Sur le plan religieux, l’Islam prévoit un certain nombre d’interdits et de règles à respecter pour la femme pendant la période de menstruation. Elle ne prie pas, n’accomplit pas le jeûne et si elle est mariée elle ne doit pas entretenir de rapports sexuels avec son époux jusqu’à ce qu’elle se purifie. « Et ils t’interrogent sur la menstruation des femmes. – Dis : « C’est un mal. Eloignez-vous donc des femmes pendant les menstrues, et ne les approchez que quand elles sont pures. Quand elles se sont purifiées, alors cohabitez avec elles suivant les prescriptions de Dieu car Dieu aime ceux qui se repentent, et Il aime ceux qui se purifient » », lit-on dans le Coran au verset 222 de la deuxième sourate « Al Baqara ».

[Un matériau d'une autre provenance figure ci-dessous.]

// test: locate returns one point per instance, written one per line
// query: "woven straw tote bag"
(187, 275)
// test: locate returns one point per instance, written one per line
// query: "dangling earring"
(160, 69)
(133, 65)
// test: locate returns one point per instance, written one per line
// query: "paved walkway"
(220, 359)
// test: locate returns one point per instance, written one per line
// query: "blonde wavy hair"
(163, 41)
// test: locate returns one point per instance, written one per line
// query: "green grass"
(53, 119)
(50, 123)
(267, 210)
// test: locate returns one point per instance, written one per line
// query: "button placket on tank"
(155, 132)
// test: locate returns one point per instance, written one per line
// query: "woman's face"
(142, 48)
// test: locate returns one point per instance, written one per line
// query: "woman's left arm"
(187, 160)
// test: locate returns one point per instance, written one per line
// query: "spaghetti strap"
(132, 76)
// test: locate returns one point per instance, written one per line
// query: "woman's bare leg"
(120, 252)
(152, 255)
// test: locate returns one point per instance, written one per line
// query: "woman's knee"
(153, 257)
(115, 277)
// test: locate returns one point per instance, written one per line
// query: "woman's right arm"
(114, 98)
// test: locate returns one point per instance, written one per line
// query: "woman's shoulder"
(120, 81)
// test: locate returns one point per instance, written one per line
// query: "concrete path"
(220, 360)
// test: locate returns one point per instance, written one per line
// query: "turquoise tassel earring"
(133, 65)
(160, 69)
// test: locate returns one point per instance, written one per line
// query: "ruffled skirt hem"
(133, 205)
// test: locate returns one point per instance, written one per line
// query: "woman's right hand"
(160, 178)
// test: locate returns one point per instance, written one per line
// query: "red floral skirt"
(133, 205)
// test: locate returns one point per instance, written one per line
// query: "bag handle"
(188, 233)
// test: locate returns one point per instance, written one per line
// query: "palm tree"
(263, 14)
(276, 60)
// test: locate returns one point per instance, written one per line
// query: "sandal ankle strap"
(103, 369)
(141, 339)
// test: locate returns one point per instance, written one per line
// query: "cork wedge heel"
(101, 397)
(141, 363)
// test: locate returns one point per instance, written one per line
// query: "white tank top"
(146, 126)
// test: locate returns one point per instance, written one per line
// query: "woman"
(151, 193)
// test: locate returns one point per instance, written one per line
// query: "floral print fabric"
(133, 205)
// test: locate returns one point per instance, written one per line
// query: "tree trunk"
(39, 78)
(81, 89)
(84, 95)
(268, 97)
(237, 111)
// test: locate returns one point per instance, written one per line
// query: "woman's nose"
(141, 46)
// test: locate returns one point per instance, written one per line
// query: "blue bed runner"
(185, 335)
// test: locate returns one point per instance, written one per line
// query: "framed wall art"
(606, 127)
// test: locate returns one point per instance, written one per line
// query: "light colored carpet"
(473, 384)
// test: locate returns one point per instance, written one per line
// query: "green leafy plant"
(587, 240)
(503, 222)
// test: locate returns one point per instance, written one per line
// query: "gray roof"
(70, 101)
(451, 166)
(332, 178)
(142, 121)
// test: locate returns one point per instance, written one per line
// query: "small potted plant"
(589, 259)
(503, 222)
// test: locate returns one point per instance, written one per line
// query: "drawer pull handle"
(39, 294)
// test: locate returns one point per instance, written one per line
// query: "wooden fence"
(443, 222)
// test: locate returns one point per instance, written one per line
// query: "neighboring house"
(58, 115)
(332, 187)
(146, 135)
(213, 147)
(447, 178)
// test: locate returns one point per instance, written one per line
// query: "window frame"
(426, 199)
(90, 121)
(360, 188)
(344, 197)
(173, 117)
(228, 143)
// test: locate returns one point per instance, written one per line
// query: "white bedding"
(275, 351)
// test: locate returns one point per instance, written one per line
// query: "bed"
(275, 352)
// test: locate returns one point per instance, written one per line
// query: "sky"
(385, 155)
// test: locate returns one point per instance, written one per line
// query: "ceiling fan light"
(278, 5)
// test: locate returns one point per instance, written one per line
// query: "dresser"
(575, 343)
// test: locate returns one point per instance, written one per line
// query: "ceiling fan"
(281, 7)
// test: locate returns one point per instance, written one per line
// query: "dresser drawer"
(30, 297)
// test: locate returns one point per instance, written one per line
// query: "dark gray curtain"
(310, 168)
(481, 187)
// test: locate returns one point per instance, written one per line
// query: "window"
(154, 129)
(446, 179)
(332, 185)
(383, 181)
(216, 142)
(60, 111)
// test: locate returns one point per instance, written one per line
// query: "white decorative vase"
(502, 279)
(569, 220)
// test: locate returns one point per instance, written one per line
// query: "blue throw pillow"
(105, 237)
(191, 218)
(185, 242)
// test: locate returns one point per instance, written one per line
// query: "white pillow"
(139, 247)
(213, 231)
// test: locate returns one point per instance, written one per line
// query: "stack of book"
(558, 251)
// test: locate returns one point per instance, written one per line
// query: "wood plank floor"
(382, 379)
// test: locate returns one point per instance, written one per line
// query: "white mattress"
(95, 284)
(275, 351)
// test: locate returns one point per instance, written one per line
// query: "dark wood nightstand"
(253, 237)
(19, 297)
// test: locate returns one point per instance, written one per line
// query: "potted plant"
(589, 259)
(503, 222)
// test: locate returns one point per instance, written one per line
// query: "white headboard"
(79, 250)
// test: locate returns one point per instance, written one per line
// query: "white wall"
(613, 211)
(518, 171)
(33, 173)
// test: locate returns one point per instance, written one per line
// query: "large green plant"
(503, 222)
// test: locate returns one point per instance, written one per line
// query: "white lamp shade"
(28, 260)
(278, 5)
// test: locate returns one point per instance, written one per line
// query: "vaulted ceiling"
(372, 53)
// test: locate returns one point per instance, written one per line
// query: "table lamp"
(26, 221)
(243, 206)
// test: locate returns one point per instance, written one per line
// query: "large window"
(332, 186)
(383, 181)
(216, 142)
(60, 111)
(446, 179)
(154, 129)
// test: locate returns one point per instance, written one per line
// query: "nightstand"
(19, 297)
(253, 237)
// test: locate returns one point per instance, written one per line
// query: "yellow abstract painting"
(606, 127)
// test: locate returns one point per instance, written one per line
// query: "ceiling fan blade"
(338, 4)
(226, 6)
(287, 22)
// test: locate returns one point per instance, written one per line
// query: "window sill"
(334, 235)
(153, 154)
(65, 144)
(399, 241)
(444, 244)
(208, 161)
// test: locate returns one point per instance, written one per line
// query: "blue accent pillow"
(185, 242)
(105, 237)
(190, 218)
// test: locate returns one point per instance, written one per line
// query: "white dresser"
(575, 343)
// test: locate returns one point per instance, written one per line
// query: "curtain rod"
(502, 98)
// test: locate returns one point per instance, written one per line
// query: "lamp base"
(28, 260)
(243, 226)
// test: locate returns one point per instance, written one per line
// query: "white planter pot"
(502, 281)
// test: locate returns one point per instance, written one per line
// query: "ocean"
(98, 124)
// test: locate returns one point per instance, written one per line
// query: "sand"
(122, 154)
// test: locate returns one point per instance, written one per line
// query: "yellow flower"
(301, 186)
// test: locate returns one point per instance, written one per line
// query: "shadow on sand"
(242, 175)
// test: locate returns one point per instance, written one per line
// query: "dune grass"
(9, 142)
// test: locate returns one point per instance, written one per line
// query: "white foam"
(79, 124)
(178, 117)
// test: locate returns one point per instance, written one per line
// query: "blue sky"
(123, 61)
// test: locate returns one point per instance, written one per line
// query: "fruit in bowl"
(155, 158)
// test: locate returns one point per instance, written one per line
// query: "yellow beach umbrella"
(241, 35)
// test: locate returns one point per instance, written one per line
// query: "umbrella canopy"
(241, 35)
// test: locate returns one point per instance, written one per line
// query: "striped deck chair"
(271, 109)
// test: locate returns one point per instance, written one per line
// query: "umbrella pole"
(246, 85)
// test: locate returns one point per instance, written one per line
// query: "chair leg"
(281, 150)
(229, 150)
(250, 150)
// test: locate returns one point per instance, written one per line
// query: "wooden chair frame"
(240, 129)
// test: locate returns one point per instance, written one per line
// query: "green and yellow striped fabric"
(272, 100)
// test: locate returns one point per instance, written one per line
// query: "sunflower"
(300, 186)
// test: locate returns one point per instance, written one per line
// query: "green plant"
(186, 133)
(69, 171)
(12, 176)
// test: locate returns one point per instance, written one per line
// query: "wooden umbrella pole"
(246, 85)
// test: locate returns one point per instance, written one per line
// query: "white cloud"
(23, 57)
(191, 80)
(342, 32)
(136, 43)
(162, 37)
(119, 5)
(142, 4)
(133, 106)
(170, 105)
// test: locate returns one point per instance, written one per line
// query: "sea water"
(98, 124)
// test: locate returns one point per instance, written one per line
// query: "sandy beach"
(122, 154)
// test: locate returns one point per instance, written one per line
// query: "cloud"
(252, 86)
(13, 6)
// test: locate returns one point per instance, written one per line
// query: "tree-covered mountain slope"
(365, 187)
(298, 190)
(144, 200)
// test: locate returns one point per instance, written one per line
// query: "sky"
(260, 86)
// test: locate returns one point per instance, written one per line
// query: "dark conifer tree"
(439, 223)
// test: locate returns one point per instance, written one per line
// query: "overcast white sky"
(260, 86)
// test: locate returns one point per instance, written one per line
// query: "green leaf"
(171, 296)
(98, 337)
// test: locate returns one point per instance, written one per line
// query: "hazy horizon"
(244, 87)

Elle ne peut également pas effectuer le pèlerinage à la Mecque, encore moins tourner autour de la Kaaba, que cela soit à titre obligatoire ou à titre surérogatoire. Elle ne peut pas se rendre à la mosquée. Cependant, la religion musulmane n’interdit pas à la femme pendant cette période de menstrues, de s’assoir en famille, de manger avec les autres, de dormir sur le même lit que son époux ou encore de faire la cuisine ou le linge.

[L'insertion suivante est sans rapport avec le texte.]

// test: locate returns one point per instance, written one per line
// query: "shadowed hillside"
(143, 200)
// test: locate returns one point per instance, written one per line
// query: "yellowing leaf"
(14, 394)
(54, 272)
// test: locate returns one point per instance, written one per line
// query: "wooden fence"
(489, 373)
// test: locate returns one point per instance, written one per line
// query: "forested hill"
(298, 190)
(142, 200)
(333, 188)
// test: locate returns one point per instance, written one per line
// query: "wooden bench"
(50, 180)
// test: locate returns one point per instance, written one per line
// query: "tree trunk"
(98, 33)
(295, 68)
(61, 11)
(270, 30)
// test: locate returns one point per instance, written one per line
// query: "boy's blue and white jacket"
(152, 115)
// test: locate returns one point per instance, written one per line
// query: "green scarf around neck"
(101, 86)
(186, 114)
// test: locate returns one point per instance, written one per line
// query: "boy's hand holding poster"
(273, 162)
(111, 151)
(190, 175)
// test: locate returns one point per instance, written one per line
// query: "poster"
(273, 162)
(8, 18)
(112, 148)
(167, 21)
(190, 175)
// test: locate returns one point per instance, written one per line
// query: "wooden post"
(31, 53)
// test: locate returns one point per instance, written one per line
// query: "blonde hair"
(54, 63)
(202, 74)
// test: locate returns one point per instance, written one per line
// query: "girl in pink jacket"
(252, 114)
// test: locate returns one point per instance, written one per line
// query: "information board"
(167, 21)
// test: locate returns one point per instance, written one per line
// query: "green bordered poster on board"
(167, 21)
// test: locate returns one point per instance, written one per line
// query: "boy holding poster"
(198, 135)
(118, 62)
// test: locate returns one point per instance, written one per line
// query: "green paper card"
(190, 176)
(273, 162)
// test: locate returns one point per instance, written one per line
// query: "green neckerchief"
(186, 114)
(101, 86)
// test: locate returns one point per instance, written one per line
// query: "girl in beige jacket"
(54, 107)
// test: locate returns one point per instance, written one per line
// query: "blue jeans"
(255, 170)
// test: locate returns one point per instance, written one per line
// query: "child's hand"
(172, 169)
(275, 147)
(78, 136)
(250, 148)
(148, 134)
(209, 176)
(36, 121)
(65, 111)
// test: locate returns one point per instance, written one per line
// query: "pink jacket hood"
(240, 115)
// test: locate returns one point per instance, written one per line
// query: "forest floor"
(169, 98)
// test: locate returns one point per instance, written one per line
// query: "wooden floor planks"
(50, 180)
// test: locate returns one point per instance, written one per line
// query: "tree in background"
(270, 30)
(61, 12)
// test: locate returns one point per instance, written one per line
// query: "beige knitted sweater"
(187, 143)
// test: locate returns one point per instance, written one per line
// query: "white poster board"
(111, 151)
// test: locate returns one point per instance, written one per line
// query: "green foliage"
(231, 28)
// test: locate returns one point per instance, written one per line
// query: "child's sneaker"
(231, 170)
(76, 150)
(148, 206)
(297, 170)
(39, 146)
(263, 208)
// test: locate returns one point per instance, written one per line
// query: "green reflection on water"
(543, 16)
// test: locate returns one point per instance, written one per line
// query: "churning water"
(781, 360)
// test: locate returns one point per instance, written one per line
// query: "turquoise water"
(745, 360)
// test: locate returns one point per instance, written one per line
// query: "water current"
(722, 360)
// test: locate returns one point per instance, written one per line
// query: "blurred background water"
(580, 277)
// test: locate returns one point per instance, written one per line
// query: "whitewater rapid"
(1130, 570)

Toutefois, dans le christianisme, les menstruations ne sont généralement plus considérées comme une impureté rituelle, contrairement à certaines interprétations de l’Ancien Testament. Si le Lévitique, dans l’Ancien Testament, mentionne une période d’impureté pour la femme pendant ses règles, le Nouveau Testament, notamment l’histoire de Jésus et de la femme qui saigne (Marc 5:25-34), met l’accent sur la grâce et la guérison.